I think I need to either make a

function
, a
for
loop, or use
tapply
to do this, but I don't know how. I'm not an expert at any of those, though I've used them in simple cases. I've searched for similar posts, but none get at this exactly. This one deals with summing by factor groups. This one deals with summing each possible pair of rows.

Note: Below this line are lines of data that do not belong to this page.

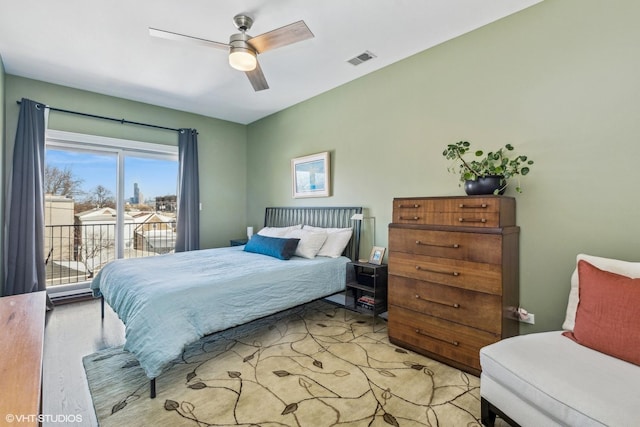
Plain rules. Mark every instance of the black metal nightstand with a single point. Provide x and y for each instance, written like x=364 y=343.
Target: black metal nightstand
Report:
x=367 y=292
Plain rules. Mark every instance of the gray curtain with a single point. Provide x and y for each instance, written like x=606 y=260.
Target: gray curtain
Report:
x=188 y=232
x=24 y=247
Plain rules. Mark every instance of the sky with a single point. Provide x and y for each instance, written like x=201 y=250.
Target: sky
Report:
x=154 y=177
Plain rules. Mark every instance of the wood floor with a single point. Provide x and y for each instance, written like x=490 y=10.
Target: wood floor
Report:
x=73 y=331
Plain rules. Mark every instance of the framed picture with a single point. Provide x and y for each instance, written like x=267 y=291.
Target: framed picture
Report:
x=310 y=176
x=377 y=253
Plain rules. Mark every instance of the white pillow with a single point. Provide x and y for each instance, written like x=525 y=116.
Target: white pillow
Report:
x=278 y=231
x=310 y=242
x=623 y=268
x=337 y=240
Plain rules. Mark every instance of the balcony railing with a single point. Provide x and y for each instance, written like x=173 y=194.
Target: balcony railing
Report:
x=77 y=252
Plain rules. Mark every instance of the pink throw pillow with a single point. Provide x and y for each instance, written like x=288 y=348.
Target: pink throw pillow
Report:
x=608 y=315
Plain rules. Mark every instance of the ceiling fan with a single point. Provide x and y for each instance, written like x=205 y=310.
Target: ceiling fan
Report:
x=243 y=49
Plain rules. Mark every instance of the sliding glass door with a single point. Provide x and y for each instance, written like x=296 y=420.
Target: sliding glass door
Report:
x=105 y=199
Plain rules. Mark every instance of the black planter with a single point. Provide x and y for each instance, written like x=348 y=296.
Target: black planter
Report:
x=485 y=185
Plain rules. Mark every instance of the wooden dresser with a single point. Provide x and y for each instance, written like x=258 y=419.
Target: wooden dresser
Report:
x=453 y=276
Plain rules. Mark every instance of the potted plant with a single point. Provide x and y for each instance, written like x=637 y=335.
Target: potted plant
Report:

This one deals with summing by
aggregate
.

Here are 2 example data frames:

# rainfall df
mm<- c(0,0,0,0,5, 0,0,2,0,0, 10,0,0,0,0)
date<- c(1:15)
rain <- data.frame(cbind(mm, date))
# b/c sums of rainfall depend on correct chronological order, make sure the data are in order by date.
rain[ do.call(order, list(rain$date)),]

# nitrate df
nconc <- c(15, 12, 14, 20, 8.5) # nitrate concentration
ndate<- c(6,8,11,13,14)
nitrate <- data.frame(cbind(nconc, ndate))


I would like to have a way of finding the matching rainfall date for each nitrate measurement, such as:

match(nitrate$date[i] %in% rain$date)


(Note: Will
match
work with
as.Date
dates?) And then sum the preceding 5 days' rainfall (not including the measurement date), such as:

sum(rain$mm[j-6:j-1]


And prints the sum in a new column in nitrate

print(nitrate$mm_sum[i])


To make sure it's clear what result I'm looking for, here's how to do the calculation 'by hand'. The first nitrate concentration was collected on day 6, so the sum of rainfall on days 1-5 is 5mm.

Many thanks in advance.

Answer

You were more or less there!

nitrate$prev_five_rainfall = NA 
for (i in 1:length(nitrate$ndate)) { 
    day = nitrate$ndate[i] 
    nitrate$prev_five_rainfall[i] = sum(rain$mm[(day-6):(day-1)])
}

Step by step explanation:

Initialize empty result column:

nitrate$prev_five_rainfall = NA 

For each line in the nitrate df: (i = 1,2,3,4,5)

for (i in 1:length(nitrate$ndate)) { 

Grab the day we want final result for:

    day = nitrate$ndate[i] 

Take the rainfull sum and it put in in the results column

    nitrate$prev_five_rainfall[i] = sum(rain$mm[(day-6):(day-1)])

Close the for loop :)

}

Disclaimer: This answer is basic in that:

  • It will break if nitrate's ndate < 6
  • It will be incorrect if some dates are missing in the rain dataframe
  • It will be slow on larger data

As you get more experience with R, you might use data manipulation packages like dplyr or data.table for these types of manipulations.